We found that a lot of the issues at the end were quite shocking, but one element we really disagreed on. This may sound a little faffy but I really don't want to give away the ending for anyone, but we wondered whether one particular elements was a happy ending or not. It felt that the author was trying to tidy up certain elements but in the process she made some book club members a little uncomfortable.

The final ending of the book was interesting as it felt that it tailed off a little, we don't know what happened to all the characters. But then again this is very much like real life, but it's not something that all the book club members liked.

Overall we gave this book 6 out of 10.

State Of Wonder - Questions

Hello everyone,
Just a little reminder that book club will be happening on Thursday 27th August (next week). Here are some questions that you might want to consider as you’re reading the book. Please be aware that these questions may contain spoilers if you haven’t finished the book yet!
·         State of Wonder raises questions of morality and principle, civilization, culture, love, and science. Choose a few events from the book to explore some of these themes.
·         What role does nature and the natural world—the jungle, the Amazon River—play in Marina’s story? How does the environment influence the characters—Marina, Annik, Milton, Anders, Easter, and the others? Annik warns Marina, “It’s difficult to trust yourself in the jungle. Some people gain their bearings over time but for others that adjustment never comes.” Did Marina ultimately “gain her bearings”? Would you be able to live in the jungle as the researchers and natives do? Is there an appeal to going back to nature; from being removed from the western constraints of time and our modern technological society?
·         Consider Annik’s research in the Amazon. Should women of any age be able to have children? What are the benefits and the downsides? Why does this ability seem to work in the Lakashi culture? What impact does this research ultimately have on Marina? Whether you are a man or woman, would you want to have a child in your fifties or sixties? How far should modern science go to “improve” on nature?
·         Describe the arc of Marina and Annik’s relationship from the novel’s beginning to its end.
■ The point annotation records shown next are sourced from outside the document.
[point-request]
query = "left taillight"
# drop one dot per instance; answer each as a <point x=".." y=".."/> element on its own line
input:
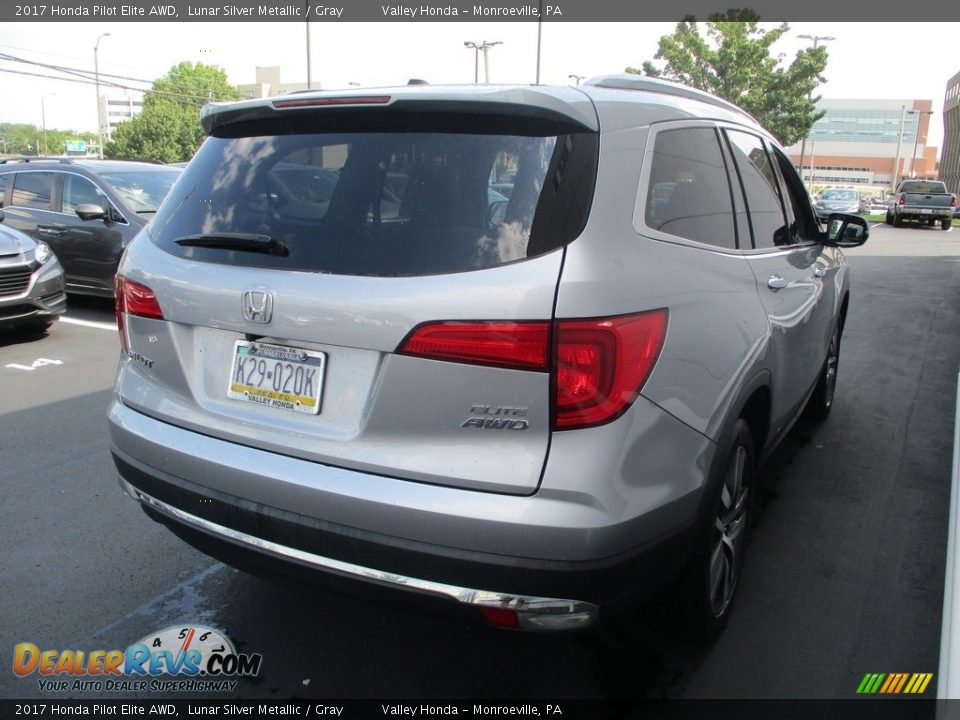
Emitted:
<point x="133" y="298"/>
<point x="598" y="366"/>
<point x="602" y="364"/>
Do you like these women? Did your opinion of them change as the story unfolded? Why didn’t Marina ever tell anyone the full story of her early experience with Annick?

Longbourn - Jo Baker

Almost everyone in the book club finished this months book and everyone enjoyed it. It was found to be especially interesting if you had read Pride & Prejudice first, but it was felt that it lost nothing if you hadn't already read P&P.

We felt that the character of Sarah was maybe a little bit forward for the time period, especially compared to the female characters in P&P. She certainly seemed to like the attentions of the various men within the book hence her attraction to Ptolemy as he made a great deal of her compared to James. We did wonder why the author chose the name Ptolemy given the historical connotations of that name.

We liked the fact that we got to see some of the elements of the war that Jane Austen shied away from in her books. We felt that although there were soldiers in the original book they were simply there as male interest. In Longbourn we saw more of the realities of war such as the floggings etc. Maybe this was because in Austen's time it was frowned on to put that kind of thing into books?

Seeing the main characters from P&P through the eyes of Sarah and the other staff was very interesting. Elizabeth came across as a lot weaker and seemed to be a bit whiney. Mr Bennett seemed to have a whole other life in this book compared to P&P, which was not exactly to everyone's taste as it did give him a very different character. Mr Darcy seemed even more like himself as he had the power to ignore people so strongly that they vanished! Wickham definitely shows his true colours in this book, he doesn't seem to have any other side than the one he shows in P&P.

We enjoyed the ending of the book, it all felt that it ended as it should.

Overall we gave the book 7.5 out of 10.